Lingens spannt dann den Bogen zum nunmehr neu formulierten Stabilitäts- und Wachstumspakt, den er zurecht kritisiert, um dann wieder auf seine „Ökonomie-Weltformel Saldenmechanik“ als Erlöser zu kommen, die als einzige „ein gültiges ökonomisches Gesetz“ formuliere. Er spielt damit auf die makroökonomische Gleichung an, nach der alle Ausgaben einer Volkswirtschaft deren Einnahmen enstprechen müssen. Ja, das stimmt natürlich, aber es ist eben eine Bilanzgleichung, die die Beweggründe für die Verhalten der einzelnen Akteure und deren Auswirkungen auf die einzelnen Aggregate außer Acht läßt, was die Aufgabe ökonomischer Theorien ist. Zurecht meint Lingens, dass die Steigerung der Budgetdefizite in der Krise durch die Zurückhaltung der Konsumenten und Investoren zwangsläufig gewesen sei (er läßt dabei das neben Konsum, Investitionen und Staatsverschuuldung vierte wesenltiche Aggregat der Nachfrage, nämlich Nettoexporte aus), er „vergißt“ aber die säkuläre Steigerung der Schuldenquoten, die eben nicht nur auf die notwendige kurzfristige Stabilisierung der Gesamtnachfrage zurückgehen, sondern in der Macht der Finanzmärkte, „ihre Geschäftsmodelle und Gewinne“ zu stabilisieren bzw. zu erhöhen, sowie den asymmetrischen Politikantworten liegen.

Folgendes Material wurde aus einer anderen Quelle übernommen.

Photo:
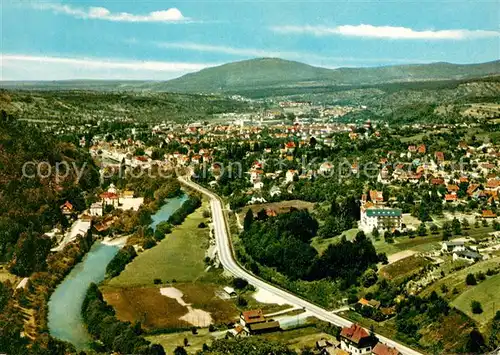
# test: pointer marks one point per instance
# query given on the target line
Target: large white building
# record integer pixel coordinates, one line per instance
(380, 218)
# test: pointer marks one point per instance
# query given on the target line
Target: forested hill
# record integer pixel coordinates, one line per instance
(29, 206)
(238, 77)
(271, 72)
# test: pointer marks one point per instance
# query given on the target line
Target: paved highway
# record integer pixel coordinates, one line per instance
(229, 263)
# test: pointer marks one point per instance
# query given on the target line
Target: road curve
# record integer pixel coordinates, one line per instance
(229, 263)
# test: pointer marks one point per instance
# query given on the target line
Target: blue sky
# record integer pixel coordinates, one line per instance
(43, 40)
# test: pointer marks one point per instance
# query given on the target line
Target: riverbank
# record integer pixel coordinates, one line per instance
(65, 305)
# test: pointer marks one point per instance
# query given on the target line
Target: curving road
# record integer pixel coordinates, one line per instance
(229, 263)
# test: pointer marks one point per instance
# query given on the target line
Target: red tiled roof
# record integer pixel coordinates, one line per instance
(493, 184)
(450, 197)
(354, 333)
(253, 316)
(109, 195)
(382, 349)
(67, 205)
(437, 181)
(488, 214)
(439, 156)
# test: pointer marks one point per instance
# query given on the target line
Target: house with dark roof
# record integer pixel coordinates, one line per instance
(252, 317)
(356, 340)
(380, 218)
(255, 322)
(382, 349)
(468, 255)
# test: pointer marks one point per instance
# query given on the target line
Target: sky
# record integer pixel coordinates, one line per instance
(160, 40)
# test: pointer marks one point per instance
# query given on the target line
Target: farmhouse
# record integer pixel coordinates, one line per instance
(252, 317)
(230, 291)
(67, 208)
(96, 209)
(382, 349)
(468, 255)
(380, 218)
(453, 246)
(255, 322)
(356, 340)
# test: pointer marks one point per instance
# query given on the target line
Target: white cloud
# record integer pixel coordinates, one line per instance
(101, 13)
(313, 58)
(387, 32)
(242, 52)
(26, 67)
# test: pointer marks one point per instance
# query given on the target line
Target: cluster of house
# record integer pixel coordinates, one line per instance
(123, 200)
(375, 215)
(254, 322)
(461, 251)
(352, 340)
(482, 164)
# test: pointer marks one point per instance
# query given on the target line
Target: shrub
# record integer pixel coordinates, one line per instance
(470, 280)
(240, 283)
(121, 259)
(148, 243)
(242, 302)
(476, 307)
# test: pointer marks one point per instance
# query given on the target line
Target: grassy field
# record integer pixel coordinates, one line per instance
(487, 293)
(172, 340)
(155, 311)
(295, 339)
(457, 279)
(418, 244)
(178, 257)
(279, 207)
(404, 267)
(321, 244)
(147, 305)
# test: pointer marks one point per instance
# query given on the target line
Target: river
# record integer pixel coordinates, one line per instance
(64, 318)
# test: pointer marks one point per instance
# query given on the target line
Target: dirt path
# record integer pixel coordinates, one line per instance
(196, 317)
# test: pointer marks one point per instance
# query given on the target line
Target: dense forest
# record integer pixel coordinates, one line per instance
(283, 242)
(113, 334)
(30, 200)
(77, 107)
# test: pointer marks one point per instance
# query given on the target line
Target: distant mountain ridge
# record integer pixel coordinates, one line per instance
(275, 73)
(270, 72)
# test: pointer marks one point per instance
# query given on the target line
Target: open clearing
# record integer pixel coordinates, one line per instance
(192, 304)
(177, 257)
(295, 339)
(404, 267)
(171, 341)
(487, 293)
(457, 279)
(279, 207)
(147, 305)
(321, 244)
(196, 317)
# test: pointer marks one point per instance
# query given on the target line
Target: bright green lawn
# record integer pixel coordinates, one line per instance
(487, 293)
(179, 256)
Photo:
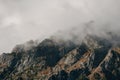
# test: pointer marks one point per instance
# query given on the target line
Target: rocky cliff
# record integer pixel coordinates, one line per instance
(94, 58)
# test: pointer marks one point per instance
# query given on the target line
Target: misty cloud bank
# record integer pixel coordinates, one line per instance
(23, 20)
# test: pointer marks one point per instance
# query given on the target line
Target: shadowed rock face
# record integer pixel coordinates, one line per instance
(94, 58)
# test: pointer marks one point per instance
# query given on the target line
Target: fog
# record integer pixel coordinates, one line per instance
(23, 20)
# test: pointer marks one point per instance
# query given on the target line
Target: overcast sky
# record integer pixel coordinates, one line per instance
(22, 20)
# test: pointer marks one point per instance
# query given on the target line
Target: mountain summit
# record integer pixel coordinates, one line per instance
(95, 58)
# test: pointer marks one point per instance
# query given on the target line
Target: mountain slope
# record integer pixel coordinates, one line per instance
(94, 58)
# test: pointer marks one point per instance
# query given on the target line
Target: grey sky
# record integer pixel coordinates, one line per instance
(22, 20)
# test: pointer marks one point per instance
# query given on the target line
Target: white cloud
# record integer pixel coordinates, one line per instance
(22, 20)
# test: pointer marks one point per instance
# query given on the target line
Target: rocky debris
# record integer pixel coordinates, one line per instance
(95, 58)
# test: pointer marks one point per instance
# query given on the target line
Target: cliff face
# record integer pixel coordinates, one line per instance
(94, 58)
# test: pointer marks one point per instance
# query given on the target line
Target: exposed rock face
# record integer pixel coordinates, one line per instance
(93, 59)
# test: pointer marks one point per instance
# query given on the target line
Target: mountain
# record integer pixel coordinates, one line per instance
(95, 58)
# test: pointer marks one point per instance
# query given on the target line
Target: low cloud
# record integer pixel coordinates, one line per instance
(23, 20)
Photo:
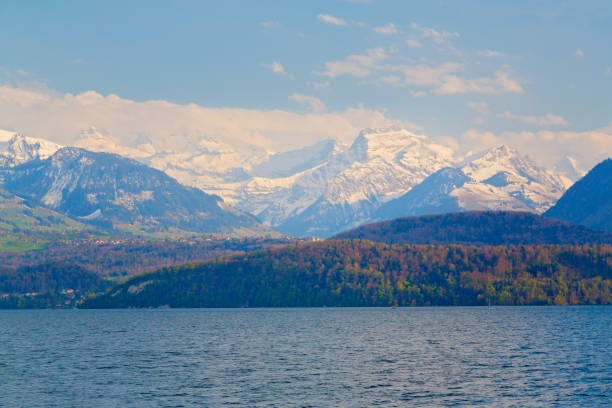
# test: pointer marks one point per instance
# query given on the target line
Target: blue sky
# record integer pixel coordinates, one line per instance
(449, 67)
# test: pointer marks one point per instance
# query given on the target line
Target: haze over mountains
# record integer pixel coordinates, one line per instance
(328, 187)
(116, 193)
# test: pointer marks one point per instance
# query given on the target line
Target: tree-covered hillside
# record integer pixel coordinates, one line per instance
(362, 273)
(478, 228)
(589, 201)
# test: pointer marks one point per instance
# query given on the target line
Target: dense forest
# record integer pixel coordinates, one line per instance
(47, 285)
(362, 273)
(478, 228)
(120, 257)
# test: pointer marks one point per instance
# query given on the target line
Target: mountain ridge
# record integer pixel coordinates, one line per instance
(589, 201)
(114, 192)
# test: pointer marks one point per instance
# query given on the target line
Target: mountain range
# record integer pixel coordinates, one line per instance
(589, 201)
(318, 190)
(116, 193)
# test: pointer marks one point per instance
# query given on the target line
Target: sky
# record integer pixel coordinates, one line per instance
(281, 74)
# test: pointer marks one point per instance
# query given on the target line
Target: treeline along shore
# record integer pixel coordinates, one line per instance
(363, 273)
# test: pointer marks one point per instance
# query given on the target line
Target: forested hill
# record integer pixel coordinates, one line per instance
(589, 201)
(362, 273)
(478, 228)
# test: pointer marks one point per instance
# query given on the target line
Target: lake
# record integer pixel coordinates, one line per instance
(499, 356)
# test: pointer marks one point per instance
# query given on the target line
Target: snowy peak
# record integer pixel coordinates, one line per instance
(396, 145)
(17, 148)
(568, 167)
(296, 161)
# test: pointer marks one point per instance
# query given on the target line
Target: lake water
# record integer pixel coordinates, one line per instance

Er hat recht, wenn der die Staatsschuldenbremse Deutschlands und die Versessenheit der EU, öffentliche Haushalte zu „konsolidieren“ als gegenproduktiv in der Krise anprangert. Er macht es sich jedoch zu leicht, mit dem Schlegel „Saldenmechanik“ alle komplexen Vorgänge der Ökonomie erklären zu wollen. Und er tut Rogoff (der beileibe kein Ökonomie-Engel ist) Unrecht, wenn er ihn kurzerhand zum Meister der Budgetkonsolidierung und Veranwortlichen der EU-Wachstumsschwäche erklärt.